Useless Google Takeout

With the imminent demise of Google+, I figured now is the time to export my data and import original posts to this blog. Simple thought, complex implementation.

Step One: Get your data

It's trivially easy to find instructions on the Internet about how to select and download your data through Google Takeout.  Basically, go to Google Takeout, choose Select None, and scroll down the page and find Google+ Stream. Move the little slider on the right to the right and choose your format, either HTML or JSON. This is the easy part. I have 2.8 GB of data in HTML now.  I did it again to grab it in JSON. I figured JSON is easier to parse and therefore quicker to re-create the Google+ posts into this blog. So, let's begin.

Step Two: WTF is this?

Unzipping the JSON file results in thousands of files, specifically at least three text files per post, and then there's the images tied to each post. The three text files appear to be a JSON dump of the post and some metadata, a metadata comma delimited file of metadata about the post, and then a metadata comma delimited file about each image included in a post. In some world, this makes sense, so let's just keep going.

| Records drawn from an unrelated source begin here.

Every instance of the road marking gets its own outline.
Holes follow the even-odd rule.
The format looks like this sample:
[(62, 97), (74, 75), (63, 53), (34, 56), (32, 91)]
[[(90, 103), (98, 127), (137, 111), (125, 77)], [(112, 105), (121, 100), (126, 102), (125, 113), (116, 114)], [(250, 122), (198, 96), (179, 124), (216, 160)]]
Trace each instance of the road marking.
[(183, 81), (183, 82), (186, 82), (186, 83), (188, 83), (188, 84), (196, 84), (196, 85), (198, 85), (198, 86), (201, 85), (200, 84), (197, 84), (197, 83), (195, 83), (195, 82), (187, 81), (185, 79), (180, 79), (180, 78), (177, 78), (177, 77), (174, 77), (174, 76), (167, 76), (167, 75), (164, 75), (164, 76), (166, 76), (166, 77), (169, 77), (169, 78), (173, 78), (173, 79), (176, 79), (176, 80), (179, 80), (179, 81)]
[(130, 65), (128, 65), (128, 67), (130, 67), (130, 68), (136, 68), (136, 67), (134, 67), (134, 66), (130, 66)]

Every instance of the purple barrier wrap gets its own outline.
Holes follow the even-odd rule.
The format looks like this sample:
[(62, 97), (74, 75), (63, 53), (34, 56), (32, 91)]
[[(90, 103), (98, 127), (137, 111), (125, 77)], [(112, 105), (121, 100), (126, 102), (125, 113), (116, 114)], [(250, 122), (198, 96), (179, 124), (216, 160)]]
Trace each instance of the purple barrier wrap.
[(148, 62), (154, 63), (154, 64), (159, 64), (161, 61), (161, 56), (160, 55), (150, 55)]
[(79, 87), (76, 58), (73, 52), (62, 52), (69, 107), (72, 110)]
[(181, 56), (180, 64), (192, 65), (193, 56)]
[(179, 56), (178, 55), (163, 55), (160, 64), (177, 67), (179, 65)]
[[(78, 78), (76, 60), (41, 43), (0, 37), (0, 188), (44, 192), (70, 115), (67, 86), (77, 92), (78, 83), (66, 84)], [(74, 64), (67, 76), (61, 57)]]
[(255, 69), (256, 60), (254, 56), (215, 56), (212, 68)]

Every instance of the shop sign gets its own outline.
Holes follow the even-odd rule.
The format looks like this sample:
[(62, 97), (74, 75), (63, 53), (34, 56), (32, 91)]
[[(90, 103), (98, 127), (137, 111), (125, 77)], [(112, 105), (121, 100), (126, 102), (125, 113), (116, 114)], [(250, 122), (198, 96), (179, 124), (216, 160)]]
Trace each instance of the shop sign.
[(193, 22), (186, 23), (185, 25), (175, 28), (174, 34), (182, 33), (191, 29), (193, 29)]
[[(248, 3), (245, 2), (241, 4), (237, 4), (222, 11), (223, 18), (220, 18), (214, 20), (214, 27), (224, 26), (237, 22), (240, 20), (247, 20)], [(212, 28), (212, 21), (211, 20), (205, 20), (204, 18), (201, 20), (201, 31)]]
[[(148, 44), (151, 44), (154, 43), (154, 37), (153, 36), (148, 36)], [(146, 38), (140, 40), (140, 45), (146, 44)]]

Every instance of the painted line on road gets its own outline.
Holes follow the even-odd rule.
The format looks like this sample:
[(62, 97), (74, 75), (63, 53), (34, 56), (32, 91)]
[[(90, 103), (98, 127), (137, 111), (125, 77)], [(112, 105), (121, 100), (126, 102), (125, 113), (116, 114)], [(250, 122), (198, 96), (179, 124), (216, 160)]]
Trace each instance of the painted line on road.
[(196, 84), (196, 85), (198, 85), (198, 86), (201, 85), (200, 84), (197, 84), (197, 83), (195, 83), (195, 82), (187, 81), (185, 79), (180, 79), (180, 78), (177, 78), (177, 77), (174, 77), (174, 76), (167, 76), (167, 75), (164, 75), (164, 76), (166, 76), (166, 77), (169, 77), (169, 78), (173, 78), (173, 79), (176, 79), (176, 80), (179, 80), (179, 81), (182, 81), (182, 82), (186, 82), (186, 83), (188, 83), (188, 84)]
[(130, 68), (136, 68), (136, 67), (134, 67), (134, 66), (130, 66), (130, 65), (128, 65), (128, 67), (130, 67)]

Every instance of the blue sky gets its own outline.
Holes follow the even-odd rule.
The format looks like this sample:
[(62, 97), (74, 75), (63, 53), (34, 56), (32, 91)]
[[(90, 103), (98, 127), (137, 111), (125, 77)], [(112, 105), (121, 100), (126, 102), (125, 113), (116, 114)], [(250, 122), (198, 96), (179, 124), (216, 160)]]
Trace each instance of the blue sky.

At the root of the extracted folders is an index.html file. This displays a nice start page for your posts, or so I hoped. Here it is below:

2018-10-20 Google Takeout Index Page

Being curious, I clicked on "Learn more", it takes you to this support answer, https://support.google.com/accounts/answer/3024190.  Not very helpful.

Ok, so click on "Google+ Stream", which brings up this page:

2018-10-20 Goole Takeout Stream Click

The key phrase there is:

"By default your stream activity is delivered in the HTML format and is viewable in any web browser. However, it may be more difficult to programmatically parse the information."

My entire goal is to programmatically parse the information, so I went back and got the JSON export. It turns out, the folders of "Photos" and "Posts" are just directory listings. So I started down the path of parsing the JSON files to recreate the posts.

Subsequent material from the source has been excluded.